I can’t get enough of the different ways to roast and enjoy cauliflower. It gets so smoky and a little sweet. It’s just delicious. And of course it’s good for you too.
This variation uses lemon, garlic, and herbs to season the cauliflower, and then tops it with a zingy, tasty dressing made with tahini.
You’re going to love it.

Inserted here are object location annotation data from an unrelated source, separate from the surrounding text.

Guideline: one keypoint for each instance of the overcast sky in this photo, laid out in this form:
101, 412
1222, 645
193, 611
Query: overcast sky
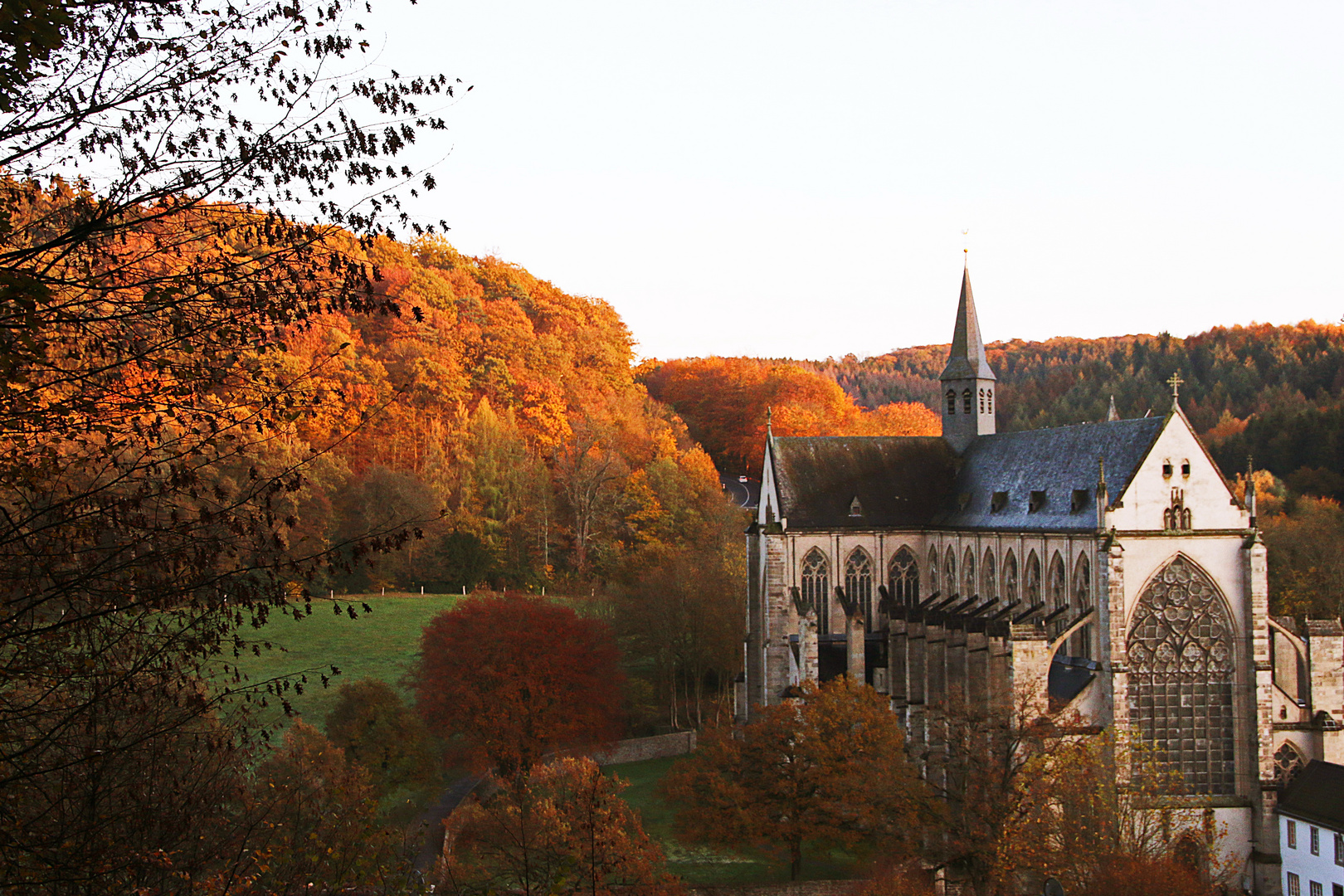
791, 179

And you’ll love how good you feel after you eat it!
Give it a try and let me know what you think over on Facebook.
LEMON ROASTED CAULIFLOWER WITH TAHINI DRESSING
Ingredients [Serves 4]
1 large head of cauliflower (or 2 small)
1 can garbanzo beans (I use Eden Organics)
1 large red bell pepper, sliced thin
1 cup cherry or grape tomatoes
1 large lemon, sliced thin or in wedges
1/4 cup organic extra virgin olive oil
3 cloves pressed garlic
Dried or fresh oregano and thyme
Pinch red chili flakes
Sea salt (Celtic Grey, Himalayan, or Redmond Real Salt) and pepper to taste
Tahini Dressing Ingredients
3 tbsp. tahini
2 cloves garlic
2 tbsp. lemon juice, freshly squeezed
1 tbsp. apple cider vinegar
Sea salt (Celtic Grey, Himalayan, or Redmond Real Salt) and black pepper to season
Preheat oven to 425 degrees. Clean cauliflower, break into large florets, and cut lengthwise so they can almost lay flat (you will turn them over 1/2 way through roasting). Thoroughly rinse and drain beans. Cut the red bell pepper in 1-inch pieces.
Add all ingredients, including tomatoes and lemon wedges into a large bowl. Add seasonings and extra virgin olive oil and mix well, being sure to distribute the herbs, garlic, and olive oil.
Roast for 30 minutes, flipping vegetables halfway through. While vegetables are roasting, make the tahini dressing by adding all ingredients into a food processor and blending until smooth. Taste and add a spoon of water if needed.
Drizzle with dressing and finish with a squeeze of lemon. Note: You can also serve over a bed of quinoa.